Manolo Portanova è il centrocampista 22enne, attualmente in forza al Genoa, accusato del reato di violenza sessuale di gruppo. Il giocatore e altre persone sono finite sotto processo, davanti ai giudici del Tribunale di Siena, dopo quanto denunciato da una ragazza.
Per il calciatore si pare uno scenario arrivato in seguito alla decisione di indire il rito abbreviato. A stabilire la decisione è Ilaria Cornetti, giudice per le udienze preliminari, con tanto di lettura della sentenza.
Manolo Portanova, la sentenza dopo il processo con l’accusa di violenza | Cosa ha deciso il giudice
Durante la mattinata di martedì 6 dicembre 2022, il tribunale di Siena ha emesso la sentenza in seguito alla richiesta di rito abbreviato, così come richiesto da Gabriele Bordoni, avvocato del calciatore rossoblù. Inflitta una condanna a sei anni, stessa cosa per lo zio Alessio Langella. Rinviato invece a giudizio Alessandro Capiello, indagato che ha scelto il rito ordinario. Manolo Portanova ha assistito personalmente all’udienza, insieme ai propri legali, svolta a porte chiuse.
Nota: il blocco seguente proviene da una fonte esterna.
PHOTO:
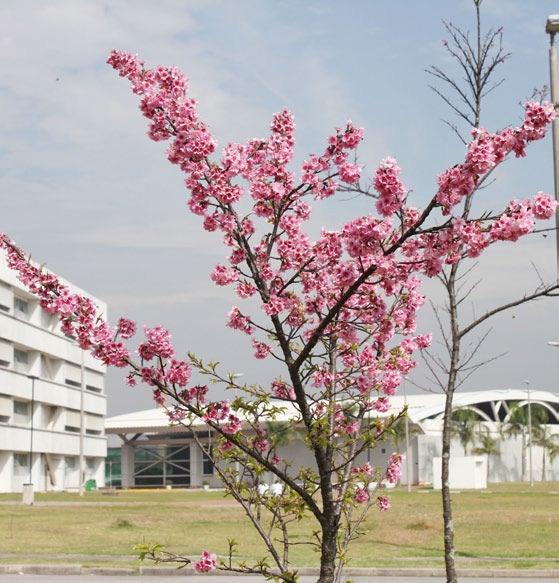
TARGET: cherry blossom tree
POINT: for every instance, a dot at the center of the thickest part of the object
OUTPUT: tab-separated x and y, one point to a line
477	58
338	313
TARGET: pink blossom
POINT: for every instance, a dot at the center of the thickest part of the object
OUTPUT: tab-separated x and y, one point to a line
349	173
543	206
206	563
361	495
126	328
224	275
261	349
387	183
233	425
382	405
239	322
282	390
178	373
383	503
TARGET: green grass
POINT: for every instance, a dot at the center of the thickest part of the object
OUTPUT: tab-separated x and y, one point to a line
511	526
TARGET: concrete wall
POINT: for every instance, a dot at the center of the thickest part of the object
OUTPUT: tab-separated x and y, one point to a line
32	344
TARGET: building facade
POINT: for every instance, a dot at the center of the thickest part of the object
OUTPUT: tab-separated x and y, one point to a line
155	453
52	398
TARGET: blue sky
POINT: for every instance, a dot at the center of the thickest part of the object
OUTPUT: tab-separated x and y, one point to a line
87	192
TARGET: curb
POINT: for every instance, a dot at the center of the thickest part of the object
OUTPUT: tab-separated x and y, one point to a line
61	570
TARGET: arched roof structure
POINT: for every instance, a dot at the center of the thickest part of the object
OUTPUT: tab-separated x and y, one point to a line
425	410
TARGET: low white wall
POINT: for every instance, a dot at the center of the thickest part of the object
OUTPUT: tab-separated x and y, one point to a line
468	472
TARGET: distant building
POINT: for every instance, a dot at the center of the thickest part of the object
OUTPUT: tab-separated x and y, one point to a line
41	391
155	453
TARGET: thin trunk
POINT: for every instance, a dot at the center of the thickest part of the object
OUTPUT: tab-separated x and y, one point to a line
450	565
328	553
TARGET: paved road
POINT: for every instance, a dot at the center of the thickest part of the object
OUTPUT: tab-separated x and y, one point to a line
229	579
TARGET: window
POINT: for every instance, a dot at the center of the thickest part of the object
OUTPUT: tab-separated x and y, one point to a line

Condannato il giocatore, insieme ad un altro imputato, ad un risarcimento di 100mila euro alla ragazza, 20mila euro alla madre e 10mila da devolvere all’associazione senese Donna chiama Donna che si è costituita parte civile. Portanova è stato ritenuto colpevole di violenza sessuale di gruppo ai danni di una studentessa romana 21enne. Per un quarto indagato, all’epoca ancora minorenne, servirà il giudizio da parte del Tribunale dei minori di Firenze.
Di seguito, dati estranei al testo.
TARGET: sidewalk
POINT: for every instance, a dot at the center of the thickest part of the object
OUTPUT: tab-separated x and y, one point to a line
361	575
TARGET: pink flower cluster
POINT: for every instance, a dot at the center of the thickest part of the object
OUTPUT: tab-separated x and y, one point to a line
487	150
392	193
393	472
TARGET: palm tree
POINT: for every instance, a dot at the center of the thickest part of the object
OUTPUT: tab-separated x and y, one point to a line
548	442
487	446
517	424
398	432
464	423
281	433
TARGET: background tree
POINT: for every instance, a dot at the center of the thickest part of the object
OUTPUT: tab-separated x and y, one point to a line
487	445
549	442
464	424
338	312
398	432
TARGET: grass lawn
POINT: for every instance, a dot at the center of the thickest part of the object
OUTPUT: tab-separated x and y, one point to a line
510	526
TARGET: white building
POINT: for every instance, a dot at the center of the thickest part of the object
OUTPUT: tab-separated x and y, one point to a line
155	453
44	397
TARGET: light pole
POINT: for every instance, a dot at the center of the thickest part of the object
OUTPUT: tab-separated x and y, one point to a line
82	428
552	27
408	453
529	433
La ricostruzione dell’episodio
Tutto risale alla notte fra il 30 e il 31 maggio 2021 con un episodio presumibilmente avvenuto nel centro storico di Siena. A riportare la notizia è il Corriere della Sera. Portanova e la ragazza si sarebbero appartati, poi l’intervento degli altri e da lì sarebbe iniziata la violenza di gruppo. Gli inquirenti hanno cercato video, foto e messaggi sui vari telefono, cosa però smentita dalle indagini, da qui la decadenza dell’ipotesi del reato di revenge porn.
Durante il primo periodo d’indagine erano stati disposti gli arresti domiciliari, in seguito alla denuncia della ragazza, poi successivamente revocati. Il provvedimento era valido soltanto per gli indagati maggiorenni.